Sound of Noise
Directed by Ola Simonsson, Johannes Stjärne Nilsson. Starring Bengt Nilsson, Sanna Persson Halapi, Magnus Börjeson, Anders Vestergard, Fredrik Myhr, Marcus Haraldson Boij, Johannes Björk, Sven Ahlström. (2010, R, 102 min.)
REVIEWED By Marjorie Baumgarten, Fri., March 23, 2012
If you’re looking to fill out your weird quotient for the week, there’s no better option in town right now than this Swedish film doozy. Unique to a fault, Sound of Noise is a daft police procedural, an absurdist comedy, a piece of metaphysical agitprop, a music-performance film with a bit of story attached, and/or none of the above. In the police files, it might be logged as the case of the anarchist percussionists and the tone-deaf detective.

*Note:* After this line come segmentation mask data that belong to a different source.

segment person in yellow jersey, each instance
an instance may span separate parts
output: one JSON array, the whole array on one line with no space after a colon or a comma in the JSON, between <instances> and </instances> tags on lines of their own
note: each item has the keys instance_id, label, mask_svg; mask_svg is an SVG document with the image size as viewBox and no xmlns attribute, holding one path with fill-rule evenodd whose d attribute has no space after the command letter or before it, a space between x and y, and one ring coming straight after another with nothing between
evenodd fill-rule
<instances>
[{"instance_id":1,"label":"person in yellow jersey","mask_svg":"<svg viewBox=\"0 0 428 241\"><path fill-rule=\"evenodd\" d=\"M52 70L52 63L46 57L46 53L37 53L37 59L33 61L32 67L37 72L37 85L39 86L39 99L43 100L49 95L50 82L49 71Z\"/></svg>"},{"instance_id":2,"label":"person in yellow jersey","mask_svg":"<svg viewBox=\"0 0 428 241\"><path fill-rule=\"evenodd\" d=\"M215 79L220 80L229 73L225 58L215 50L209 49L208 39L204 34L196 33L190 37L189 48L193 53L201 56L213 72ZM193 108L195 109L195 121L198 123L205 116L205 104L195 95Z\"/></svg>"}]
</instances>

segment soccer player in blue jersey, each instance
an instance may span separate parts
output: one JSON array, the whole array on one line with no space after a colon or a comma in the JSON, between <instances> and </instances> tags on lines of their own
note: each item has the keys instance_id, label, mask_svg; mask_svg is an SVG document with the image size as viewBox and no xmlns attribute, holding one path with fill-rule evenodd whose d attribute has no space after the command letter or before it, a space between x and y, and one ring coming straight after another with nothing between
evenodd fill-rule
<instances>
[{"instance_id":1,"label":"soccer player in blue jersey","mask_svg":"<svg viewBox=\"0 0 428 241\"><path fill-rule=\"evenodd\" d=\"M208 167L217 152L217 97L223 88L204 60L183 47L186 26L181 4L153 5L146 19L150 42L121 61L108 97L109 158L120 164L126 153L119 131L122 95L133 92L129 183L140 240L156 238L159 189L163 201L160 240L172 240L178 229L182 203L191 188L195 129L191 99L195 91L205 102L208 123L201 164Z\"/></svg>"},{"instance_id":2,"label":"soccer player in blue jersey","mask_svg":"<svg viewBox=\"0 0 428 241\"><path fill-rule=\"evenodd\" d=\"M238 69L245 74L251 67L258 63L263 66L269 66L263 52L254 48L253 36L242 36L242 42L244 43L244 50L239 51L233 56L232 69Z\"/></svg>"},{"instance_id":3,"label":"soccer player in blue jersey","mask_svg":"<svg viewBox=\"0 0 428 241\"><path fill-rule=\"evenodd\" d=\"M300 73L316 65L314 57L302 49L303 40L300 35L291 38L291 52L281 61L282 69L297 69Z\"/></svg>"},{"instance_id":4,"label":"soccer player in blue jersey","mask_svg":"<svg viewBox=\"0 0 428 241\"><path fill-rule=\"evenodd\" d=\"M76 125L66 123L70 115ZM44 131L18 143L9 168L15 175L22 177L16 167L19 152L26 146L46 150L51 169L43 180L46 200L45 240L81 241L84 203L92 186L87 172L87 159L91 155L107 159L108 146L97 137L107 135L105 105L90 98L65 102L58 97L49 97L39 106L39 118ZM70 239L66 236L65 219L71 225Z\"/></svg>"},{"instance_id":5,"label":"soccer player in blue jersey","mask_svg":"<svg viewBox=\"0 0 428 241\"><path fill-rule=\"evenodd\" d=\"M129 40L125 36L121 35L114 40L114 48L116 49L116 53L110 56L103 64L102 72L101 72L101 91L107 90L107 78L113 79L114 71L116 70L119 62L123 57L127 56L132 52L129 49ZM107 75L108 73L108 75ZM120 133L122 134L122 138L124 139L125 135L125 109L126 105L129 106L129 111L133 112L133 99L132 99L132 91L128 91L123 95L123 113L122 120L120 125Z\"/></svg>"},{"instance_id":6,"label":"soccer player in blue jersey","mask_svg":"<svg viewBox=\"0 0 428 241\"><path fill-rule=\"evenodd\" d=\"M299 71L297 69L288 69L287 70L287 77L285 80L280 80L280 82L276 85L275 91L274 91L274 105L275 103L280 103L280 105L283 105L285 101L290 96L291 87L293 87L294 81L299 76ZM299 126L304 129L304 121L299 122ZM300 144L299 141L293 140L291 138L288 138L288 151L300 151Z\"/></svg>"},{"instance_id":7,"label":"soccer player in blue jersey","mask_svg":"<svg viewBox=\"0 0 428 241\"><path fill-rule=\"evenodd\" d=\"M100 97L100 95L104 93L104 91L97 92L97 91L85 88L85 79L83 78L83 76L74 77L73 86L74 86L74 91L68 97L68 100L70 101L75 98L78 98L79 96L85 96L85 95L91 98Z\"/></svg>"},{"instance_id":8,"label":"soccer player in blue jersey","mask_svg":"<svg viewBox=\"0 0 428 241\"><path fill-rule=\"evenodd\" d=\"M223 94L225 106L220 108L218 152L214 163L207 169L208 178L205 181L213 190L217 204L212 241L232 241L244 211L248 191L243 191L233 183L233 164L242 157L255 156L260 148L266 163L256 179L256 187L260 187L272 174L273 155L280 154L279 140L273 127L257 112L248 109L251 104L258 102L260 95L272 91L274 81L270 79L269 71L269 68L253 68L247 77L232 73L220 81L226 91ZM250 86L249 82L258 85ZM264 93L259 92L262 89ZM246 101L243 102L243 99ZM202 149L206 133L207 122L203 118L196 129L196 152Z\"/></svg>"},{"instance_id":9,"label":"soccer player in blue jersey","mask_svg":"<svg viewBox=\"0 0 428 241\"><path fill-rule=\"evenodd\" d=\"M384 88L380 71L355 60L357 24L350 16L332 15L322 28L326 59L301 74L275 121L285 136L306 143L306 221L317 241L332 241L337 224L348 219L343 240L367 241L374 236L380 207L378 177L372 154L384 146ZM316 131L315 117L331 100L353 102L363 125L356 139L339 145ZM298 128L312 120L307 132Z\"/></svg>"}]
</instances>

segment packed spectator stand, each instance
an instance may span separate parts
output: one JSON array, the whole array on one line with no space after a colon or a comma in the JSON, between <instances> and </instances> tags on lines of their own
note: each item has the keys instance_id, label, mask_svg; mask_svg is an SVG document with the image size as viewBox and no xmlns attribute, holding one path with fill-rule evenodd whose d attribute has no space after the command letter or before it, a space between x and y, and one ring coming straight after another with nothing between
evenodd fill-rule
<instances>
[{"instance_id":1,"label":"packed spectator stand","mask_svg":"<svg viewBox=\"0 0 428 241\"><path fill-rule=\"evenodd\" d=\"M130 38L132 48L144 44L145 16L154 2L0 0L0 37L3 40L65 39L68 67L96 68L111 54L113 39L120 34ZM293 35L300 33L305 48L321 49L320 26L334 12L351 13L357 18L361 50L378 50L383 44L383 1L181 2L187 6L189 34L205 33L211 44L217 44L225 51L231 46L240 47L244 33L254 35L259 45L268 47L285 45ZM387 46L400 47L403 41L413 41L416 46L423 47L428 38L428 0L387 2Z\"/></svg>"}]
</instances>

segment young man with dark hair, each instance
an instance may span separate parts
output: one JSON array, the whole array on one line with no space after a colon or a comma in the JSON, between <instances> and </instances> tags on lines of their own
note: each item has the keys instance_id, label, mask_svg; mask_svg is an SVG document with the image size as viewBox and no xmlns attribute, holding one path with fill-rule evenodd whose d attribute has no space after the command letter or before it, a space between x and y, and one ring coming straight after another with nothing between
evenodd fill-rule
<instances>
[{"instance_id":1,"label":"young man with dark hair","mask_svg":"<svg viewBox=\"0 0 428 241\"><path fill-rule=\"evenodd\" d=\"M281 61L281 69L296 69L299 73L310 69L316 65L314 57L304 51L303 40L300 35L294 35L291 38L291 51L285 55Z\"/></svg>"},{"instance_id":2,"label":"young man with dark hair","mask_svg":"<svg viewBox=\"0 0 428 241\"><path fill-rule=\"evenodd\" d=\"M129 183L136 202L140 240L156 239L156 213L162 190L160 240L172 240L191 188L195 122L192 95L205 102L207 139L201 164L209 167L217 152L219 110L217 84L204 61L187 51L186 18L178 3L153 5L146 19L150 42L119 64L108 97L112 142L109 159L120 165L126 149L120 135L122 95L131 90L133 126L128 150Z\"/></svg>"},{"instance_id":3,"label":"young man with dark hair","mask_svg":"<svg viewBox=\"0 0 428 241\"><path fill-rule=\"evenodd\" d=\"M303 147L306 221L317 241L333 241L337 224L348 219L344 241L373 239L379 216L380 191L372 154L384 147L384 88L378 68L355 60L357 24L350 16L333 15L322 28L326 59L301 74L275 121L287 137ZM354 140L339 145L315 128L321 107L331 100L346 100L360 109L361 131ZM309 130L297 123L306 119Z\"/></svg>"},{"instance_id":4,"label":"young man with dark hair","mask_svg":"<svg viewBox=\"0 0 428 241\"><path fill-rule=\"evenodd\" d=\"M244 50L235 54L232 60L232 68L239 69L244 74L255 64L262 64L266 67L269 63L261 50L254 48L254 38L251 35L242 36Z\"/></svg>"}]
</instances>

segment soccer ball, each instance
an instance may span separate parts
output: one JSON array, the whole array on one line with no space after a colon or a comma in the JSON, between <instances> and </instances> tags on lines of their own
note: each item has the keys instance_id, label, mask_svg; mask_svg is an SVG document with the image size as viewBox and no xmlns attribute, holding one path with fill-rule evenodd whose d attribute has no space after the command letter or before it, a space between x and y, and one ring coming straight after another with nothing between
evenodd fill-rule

A group of percussive anarchists are running amok in the city, leaving behind a metronome as the only clue to its identity. Its new composition, Music for One City and Six Drummers is a revolutionary piece designed to thwart government restrictions and thumb a nose at the musical establishment. It’s a work in four movements, each movement occurring flash-mob-style at a specific location. The first movement, “Doctor, Doctor, Give Me Gas (In My Ass),” takes place in a hospital’s operating room as the masked drummers wheel in a fat, blowhard patient whose body is used as a percussive instrument along with sundry clamps, tubes, scalpels, and medical devices. Another movement is set in a bank where one of the key musical sounds is that of a paper shredder macerating money. Clearly, the man to solve these bizarre crimes is the brilliant head of the city’s anti-terrorist squad Amadeus Warnebring (Nilson), the tone-deaf, music-hating scion of an otherwise musically gifted family.
Sour-faced Warnebring is tormented by the case, yet he is also beguiled by the drummers’ ringleader Sanna Persson (Halapi). In her own way, Sanna is a fellow black sheep who was expelled from the conservatory for her unconventional choices of musical instruments. There’s not that much more to Sound of Noise than its absurd premise, although it’s carried out with a degree of conviction that’s hard to beat. The performances are all full-length, which can grow a bit wearying. The effect is as if the performers of Stomp broke loose from the stage to run rampant across the city. The film’s joke is kind of one-note, although it maintains an exhilarating beat throughout. If Sound of Noise is the rhythm of the new city symphony, play on.